Mais Goupil énerve un peu aussi : il ne se renouvelle pas vraiment, continue avec quelques tics et quelques obsessions, pousse parfois l’absurde un peu trop loin, et ne parvient jamais vraiment à nous emballer dans son délire testamentaire. Il faut attendre l’épilogue pour la mise en abime fonctionne merveilleusement et que l’autofiction prenne tout son sens. Filmant son enterrement, en s’acharnant à lui donner des moyens cinématographiques (dont la productrice se moque), il rassemble tout ses amis (un casting anthologique, de Daniel Cohn-Bendit à Arnaud Desplechin, de Mathieu Amalric à Henri Weber). Nostalgie d’une époque révolue, générosité d’un homme abattu mais surtout enterrement de première classe pour une utopie désormais bien morte, ce Mai 68 qui aura fondé toute son œuvre, toute son existence.

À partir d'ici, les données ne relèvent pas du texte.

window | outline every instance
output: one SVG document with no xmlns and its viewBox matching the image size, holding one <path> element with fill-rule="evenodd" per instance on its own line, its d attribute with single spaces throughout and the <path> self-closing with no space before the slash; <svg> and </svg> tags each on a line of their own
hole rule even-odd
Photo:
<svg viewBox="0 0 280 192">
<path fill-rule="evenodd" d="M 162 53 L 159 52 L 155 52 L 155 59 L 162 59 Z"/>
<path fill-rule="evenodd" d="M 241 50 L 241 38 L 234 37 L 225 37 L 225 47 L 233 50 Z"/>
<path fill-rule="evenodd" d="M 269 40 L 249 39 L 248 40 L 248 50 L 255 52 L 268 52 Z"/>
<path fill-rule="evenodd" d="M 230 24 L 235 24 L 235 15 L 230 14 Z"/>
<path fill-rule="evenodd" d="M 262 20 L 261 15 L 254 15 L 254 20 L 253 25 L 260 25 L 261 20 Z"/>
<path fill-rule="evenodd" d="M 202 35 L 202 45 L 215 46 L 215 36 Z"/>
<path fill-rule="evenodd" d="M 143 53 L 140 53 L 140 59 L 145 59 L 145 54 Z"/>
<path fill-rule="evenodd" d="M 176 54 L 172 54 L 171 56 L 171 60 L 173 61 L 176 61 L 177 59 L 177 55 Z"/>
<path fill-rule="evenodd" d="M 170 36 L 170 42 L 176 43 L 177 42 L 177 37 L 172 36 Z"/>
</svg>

Pourtant, avant ce requiem pour un gauchiste, le film démontre une certaine vitalité et s’emploie à s’enthousiasmer pour un tout et pour un rien. C’est farfelu, singulier, noir, sans doute surchargé de sujets. Goupil revendique la liberté, ou plutôt un libertinage artistique, entre la comédie à la Molière et la satire à la Reiser. Ce qui peut avoir ses limites : la fantaisie dans le cinéma français semble souvent un exercice un peu forcé, privilégiant la scène à l’enchaînement des séquences, préférant l’idée à l’ensemble du récit. Cela en fait forcément un film décousu, joyeux, inégal, stimulant. Mais au moins, reconnaissant que Les jours venus est une épopée originale sur une époque de plus en plus banale.
S’il avait été un peu moins nonchalant et fumiste, le réalisateur aurait sans doute produit une comédie plus féroce, en tout cas moins innocente. Mais finalement, comme tous ces films qui flirtent trop avec le nouveau roman, Les jours venus est assez sage, assez conformiste même, et passe à côté d’un esprit révolutionnaire auquel il rend hommage. En clair, Goupil signe un constat d’échec de sa génération, tout en refusant de nommer le problème.